Wednesday, December 12, 2007

Arguments II - Belief

Today I would like to focus on another typical attack on evolution and that is the word "Belief". The attack somehow tries to turn belief in science into an analogy of a religious belief. This one is a lot of fun to mess around with.

Like when we discussed Theory, let's start with the definition from Webster:

  1. a state or habit of mind in which trust or confidence is placed in some person or thing
  2. something believed; especially : a tenet or body of tenets held by a group
  3. conviction of the truth of some statement or the reality of some being or phenomenon especially when based on examination of evidence
synonyms belief, faith, credence, credit mean assent to the truth of something offered for acceptance. Belief may or may not imply certitude in the believer i.e.: my belief that I had caught all the errors. Faith almost always implies certitude even where there is no evidence or proof i.e.: an unshakable faith in God. Credence suggests intellectual assent without implying anything about grounds for assent i.e.: a theory now given credence by scientists. Credit may imply assent on grounds other than direct proof i.e.: gave full credit to the statement of a reputable witness.
Now in the Little Book of Prophecy and Truth the author characterizes a religion as: A set of beliefs concerning the cause, nature and purpose of the universe. He then goes on to state: "Evolution cannot be proven and as defined practically and literally, it is a belief, not a science, and certainly not fact. It’s a belief. Anyone can believe anything they want, but that doesn’t make it true."

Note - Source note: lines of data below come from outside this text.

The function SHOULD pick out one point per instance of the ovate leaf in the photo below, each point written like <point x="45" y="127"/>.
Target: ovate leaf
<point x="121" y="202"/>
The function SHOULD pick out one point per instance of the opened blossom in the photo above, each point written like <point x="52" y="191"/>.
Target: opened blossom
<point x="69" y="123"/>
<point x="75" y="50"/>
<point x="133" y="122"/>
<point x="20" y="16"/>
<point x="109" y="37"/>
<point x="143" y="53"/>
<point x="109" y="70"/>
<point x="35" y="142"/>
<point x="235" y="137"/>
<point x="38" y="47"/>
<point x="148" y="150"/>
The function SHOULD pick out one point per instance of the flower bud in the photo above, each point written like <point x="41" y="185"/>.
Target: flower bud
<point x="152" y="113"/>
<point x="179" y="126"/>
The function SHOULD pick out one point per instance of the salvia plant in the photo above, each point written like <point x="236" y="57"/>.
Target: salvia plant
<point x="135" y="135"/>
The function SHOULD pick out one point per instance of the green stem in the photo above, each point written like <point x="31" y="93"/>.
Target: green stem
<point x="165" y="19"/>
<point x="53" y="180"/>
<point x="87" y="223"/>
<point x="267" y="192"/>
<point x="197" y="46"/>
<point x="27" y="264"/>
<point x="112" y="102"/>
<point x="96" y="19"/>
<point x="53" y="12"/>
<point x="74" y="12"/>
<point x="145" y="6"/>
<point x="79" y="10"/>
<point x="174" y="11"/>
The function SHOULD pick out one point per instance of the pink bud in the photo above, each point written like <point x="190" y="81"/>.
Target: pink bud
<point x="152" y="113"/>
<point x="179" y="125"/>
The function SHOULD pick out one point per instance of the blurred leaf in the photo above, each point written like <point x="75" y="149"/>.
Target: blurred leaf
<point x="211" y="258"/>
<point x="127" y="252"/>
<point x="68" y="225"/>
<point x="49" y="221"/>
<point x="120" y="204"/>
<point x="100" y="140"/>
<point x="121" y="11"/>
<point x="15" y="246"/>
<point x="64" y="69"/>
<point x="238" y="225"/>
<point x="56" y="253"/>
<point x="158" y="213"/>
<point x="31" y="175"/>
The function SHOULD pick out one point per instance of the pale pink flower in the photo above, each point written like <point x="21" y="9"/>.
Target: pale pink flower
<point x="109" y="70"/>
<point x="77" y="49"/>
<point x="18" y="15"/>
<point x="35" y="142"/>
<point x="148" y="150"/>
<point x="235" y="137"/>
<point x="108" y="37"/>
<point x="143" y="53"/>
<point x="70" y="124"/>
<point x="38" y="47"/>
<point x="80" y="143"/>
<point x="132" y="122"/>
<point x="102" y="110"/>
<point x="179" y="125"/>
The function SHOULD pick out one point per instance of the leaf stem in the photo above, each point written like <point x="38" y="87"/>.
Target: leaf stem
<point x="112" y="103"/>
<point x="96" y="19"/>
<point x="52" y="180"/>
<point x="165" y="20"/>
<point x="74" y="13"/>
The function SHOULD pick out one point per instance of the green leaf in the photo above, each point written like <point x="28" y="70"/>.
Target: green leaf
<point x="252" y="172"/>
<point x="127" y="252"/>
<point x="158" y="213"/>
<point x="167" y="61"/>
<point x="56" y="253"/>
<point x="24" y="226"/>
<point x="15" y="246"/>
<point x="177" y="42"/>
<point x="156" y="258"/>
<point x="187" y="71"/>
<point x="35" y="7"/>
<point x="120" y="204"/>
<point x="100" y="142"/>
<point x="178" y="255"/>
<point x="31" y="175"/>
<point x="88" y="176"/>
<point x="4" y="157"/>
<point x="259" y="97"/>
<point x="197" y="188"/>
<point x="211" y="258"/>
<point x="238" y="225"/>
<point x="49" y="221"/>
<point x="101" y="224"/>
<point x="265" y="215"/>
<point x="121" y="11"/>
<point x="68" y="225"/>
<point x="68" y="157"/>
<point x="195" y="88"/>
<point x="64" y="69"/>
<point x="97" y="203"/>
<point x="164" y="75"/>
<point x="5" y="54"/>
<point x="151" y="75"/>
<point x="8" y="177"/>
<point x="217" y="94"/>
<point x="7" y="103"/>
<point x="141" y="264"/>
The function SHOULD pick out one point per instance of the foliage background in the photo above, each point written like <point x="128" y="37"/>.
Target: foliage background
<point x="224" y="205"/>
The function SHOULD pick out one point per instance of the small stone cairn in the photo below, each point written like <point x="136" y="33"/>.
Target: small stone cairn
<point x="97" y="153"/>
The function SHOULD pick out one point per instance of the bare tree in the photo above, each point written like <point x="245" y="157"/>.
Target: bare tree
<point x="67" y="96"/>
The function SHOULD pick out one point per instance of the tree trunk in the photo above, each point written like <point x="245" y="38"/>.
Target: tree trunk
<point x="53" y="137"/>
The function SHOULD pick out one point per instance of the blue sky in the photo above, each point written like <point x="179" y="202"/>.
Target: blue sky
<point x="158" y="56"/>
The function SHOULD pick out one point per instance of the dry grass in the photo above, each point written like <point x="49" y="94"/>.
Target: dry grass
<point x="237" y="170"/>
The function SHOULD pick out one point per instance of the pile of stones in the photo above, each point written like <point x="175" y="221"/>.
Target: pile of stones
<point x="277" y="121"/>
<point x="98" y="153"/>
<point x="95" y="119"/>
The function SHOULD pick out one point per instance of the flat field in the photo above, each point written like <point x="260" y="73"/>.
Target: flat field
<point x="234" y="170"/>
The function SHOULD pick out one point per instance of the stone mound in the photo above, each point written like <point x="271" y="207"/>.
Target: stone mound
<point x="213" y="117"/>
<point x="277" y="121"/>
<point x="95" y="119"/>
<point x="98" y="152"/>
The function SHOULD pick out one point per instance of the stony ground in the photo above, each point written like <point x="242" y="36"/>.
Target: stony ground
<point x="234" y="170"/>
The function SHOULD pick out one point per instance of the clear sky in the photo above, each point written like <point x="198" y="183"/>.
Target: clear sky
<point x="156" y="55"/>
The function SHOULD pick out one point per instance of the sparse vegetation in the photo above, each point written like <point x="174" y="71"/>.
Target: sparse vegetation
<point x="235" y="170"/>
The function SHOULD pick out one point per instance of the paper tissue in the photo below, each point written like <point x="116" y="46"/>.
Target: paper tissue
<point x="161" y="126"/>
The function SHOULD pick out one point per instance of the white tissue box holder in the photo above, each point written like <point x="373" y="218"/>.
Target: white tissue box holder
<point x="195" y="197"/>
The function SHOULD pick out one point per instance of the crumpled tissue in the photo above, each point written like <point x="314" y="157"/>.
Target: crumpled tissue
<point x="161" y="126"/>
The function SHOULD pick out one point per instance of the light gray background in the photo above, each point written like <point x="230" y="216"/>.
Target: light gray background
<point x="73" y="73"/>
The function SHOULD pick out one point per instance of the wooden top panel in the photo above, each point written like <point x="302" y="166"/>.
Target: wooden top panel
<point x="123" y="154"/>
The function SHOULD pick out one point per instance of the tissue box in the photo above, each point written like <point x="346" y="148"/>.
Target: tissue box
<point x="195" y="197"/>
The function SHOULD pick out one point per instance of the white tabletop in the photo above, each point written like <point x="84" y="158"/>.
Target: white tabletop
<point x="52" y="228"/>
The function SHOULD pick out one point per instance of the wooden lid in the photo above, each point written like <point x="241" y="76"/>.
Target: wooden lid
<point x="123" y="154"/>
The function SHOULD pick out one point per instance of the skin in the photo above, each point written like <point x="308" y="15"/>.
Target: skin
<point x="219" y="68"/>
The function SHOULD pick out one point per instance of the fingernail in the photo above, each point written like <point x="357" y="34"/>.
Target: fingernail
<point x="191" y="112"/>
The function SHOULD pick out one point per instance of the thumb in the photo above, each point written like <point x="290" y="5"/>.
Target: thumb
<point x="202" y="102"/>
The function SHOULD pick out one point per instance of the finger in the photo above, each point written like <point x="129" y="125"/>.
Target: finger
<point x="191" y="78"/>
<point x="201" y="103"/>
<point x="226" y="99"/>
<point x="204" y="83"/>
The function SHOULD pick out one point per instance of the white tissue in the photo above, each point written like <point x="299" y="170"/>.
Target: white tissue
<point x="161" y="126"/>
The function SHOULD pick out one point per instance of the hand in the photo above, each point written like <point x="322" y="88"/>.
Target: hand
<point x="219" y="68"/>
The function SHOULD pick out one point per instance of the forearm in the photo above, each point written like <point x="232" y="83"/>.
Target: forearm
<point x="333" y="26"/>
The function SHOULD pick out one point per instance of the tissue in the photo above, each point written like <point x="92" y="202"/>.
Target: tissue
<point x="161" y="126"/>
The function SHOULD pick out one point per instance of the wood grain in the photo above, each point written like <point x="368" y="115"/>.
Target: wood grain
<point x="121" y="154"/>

He's half right -- anyone can believe anything they want. In fact he uses the term to again attack all of science: "People used to believe that a big rock would fall faster than a small rock. Today we know that they fall at the same speed."

So the bottom line question is belief in science the same as belief in a certain religion? Using the falling rock idea seems to address this to me. People may believe two different sized rocks may fall at different speeds, but does that make it so? Even in Aristotle's time when he taught this, it still didn't actually happen. In order for two different sized items, when released at the same time, to fall at different speeds is if one is acted on by another force. Just believing it didn't make it so. Since it wasn't so, people learned better over time. This is called Science. The difference is Science works whether you believe in it or not. My car starts not because I believe it will but because science has predicts that the right materials brought together in the right way will cause a car to start. Remove one of these materials, be it gasoline vapor, oxygen, or a spark, and the car will become a frustrating paperweight.

Back to the definitions. When someone says they believe in science, or even in a particular scientific theory, they are using the 3rd definition. They believe something to be true based on the evidence. I believe in Thermodynamics because my car starts. I believe in materials science because my house doesn't fall down around my ears. But when I say I believe in God, I am using the second definition. This belief requires no evidence, it's part of what makes me Me!

So when attacks are made against Evolution in an effort to make people think it's just another form of religion, the attackers are doing themselves a disservice. I 'believe' that they are actually weakening the moral fiber of our world by casting as much doubt on my belief system as they are trying to cast on science. They are using another lawyer's misleading word technique to take a position to make you believe something that isn't true.

The only time I have prayed for my car to start was in the dead of Winter after it had been sitting in the airport parking lot for 3 weeks in sub-zero temperatures and I knew the battery was 7 years old. Maybe God helped me out that day, but whether he did it through science and all the right conditions were met or maybe he did it by direct intervention, I'll never know, but I believe in both using two different definitions of the word!